— By Andy Kroll
| Thu Mar. 17, 2011
Flickr/WisPolitics.com
The day after he got punked by a prank caller pretending to be
right-wing billionaire David Koch, Wisconsin Republican Governor Scott
Walker met with prominent GOP pollster Frank Luntz in his Capitol
office. The Feb. 23 meeting with Luntz was a secret to the public and
press until this week, after a Milwaukee newspaper obtained Walker's
calendars and revealed the meeting. Today, the Wisconsin Democratic
Party will announce that it believes Walker broke the law by meeting
with Luntz, a party rep tells Mother Jones.
The party plans to file a complaint today with the Wisconsin
Government Accountability Board alleging that the advice Walker got
from Luntz, the right's political messaging guru, amounted to
something of value as defined by Wisconsin state statute and thus
violated state ethics and political contributions laws. The Democrats
point to state law that prohibits requesting political contributions
in state-owned buildings, and bans any state officials from obtaining
"financial gain or anything of substantial value" for their private
benefit, their immediate family's benefit, or for an organization with
which they're associated. "Scott Walker is using public buildings as
cloisters to plot partisan gain," says Graeme Zielinski, a spokesman
for the Democratic Party. "Wisconsin cries for better."
Luntz, who reportedly paid his way to Madison, met with Walker and the
governor's chief of staff, and had not done any polling for the
governor, according to the Milwaukee Journal-Sentinel. Walker's
spokesman said the governor and Luntz had never met before.
On the right, Luntz is the man behind the message. He described last
year's much-needed financial reform bill as "a permanent bailout
fund." (Which it wasn't.) He urged GOPers to paint President Obama's
health care reform bill as a "Washington takeover." (Wrong again.) He
also coined the phrase "death tax" to replace estate tax. In their
fights against Democrats, Republicans have eagerly latched onto each
of these Luntz-isms and more. And he likely offered Scott Walker,
whose public support had begun to erode at the time of their meeting,
some tips on how he, too, could rework his message.

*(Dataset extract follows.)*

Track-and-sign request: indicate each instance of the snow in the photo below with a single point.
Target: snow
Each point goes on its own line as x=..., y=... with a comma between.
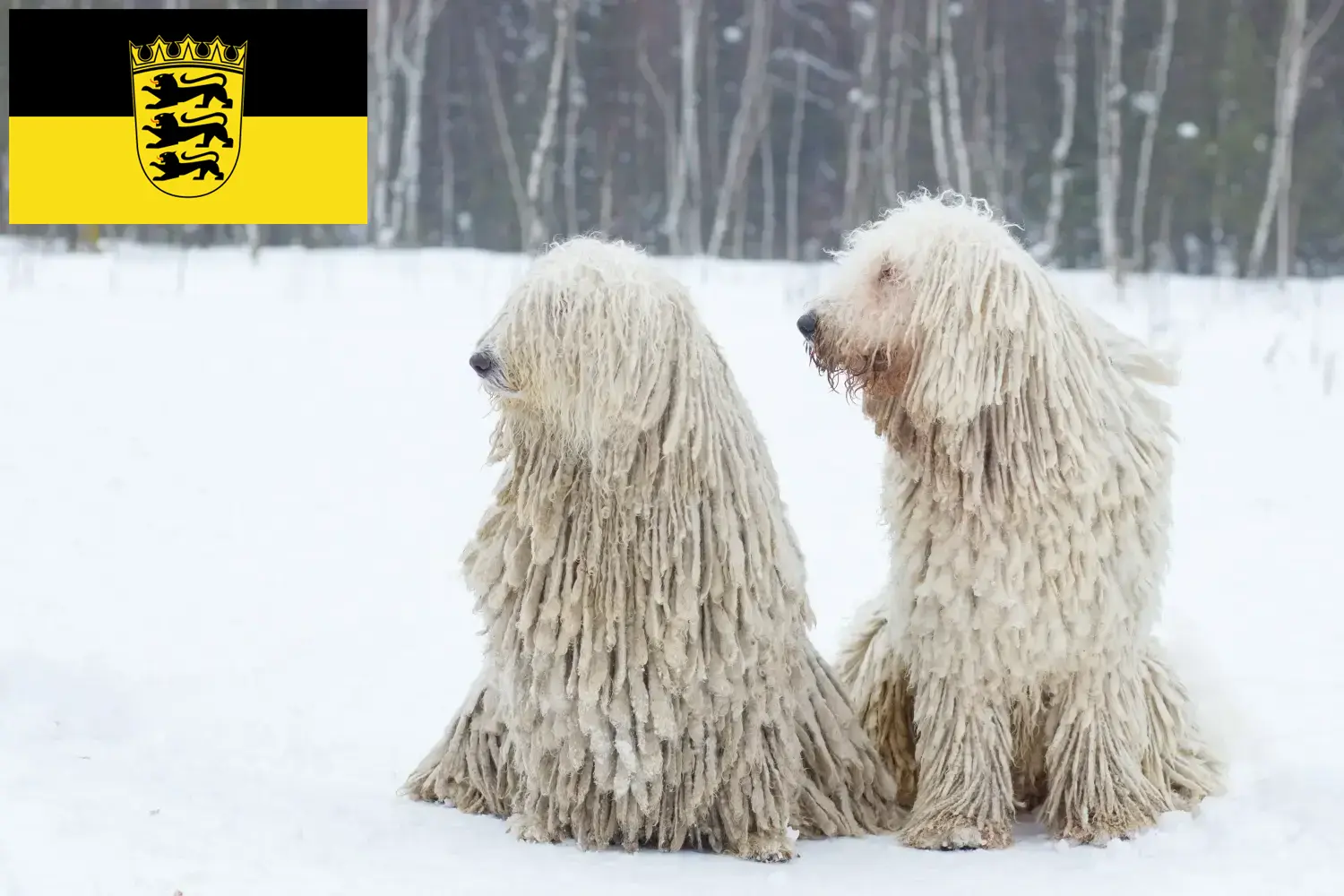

The Democratic Party's latest complaint comes as Walker and his allies
in the Wisconsin legislature face multiple challenges to the legality
of their "budget repair bill," the controversial legislation passed
last week that cut collective bargaining rights for most public-sector
unions. On March 11, a local county executive filed a complaint
alleging that the bill "contains substantive fiscal items within it,
and the Wisconsin Senate did not have the required three-fifths of its
members to vote." The state Senate's 14 Democrats fled Wisconsin on
Feb. 17 to block a vote on the bill, denying GOPers the necessary
quorum, but instead Republicans used a constitutional end-run to vote
on their own—a move now being challenged.
And on Wednesday, Dane County Attorney Ismael Ozanne filed a suit
alleging that the Senate's vote on the "repair" bill violated state
open records law by not giving sufficient notice before the vote.
Ozanne wants an injunction preventing the publishing of the law and,
ultimately, the law itself overturned.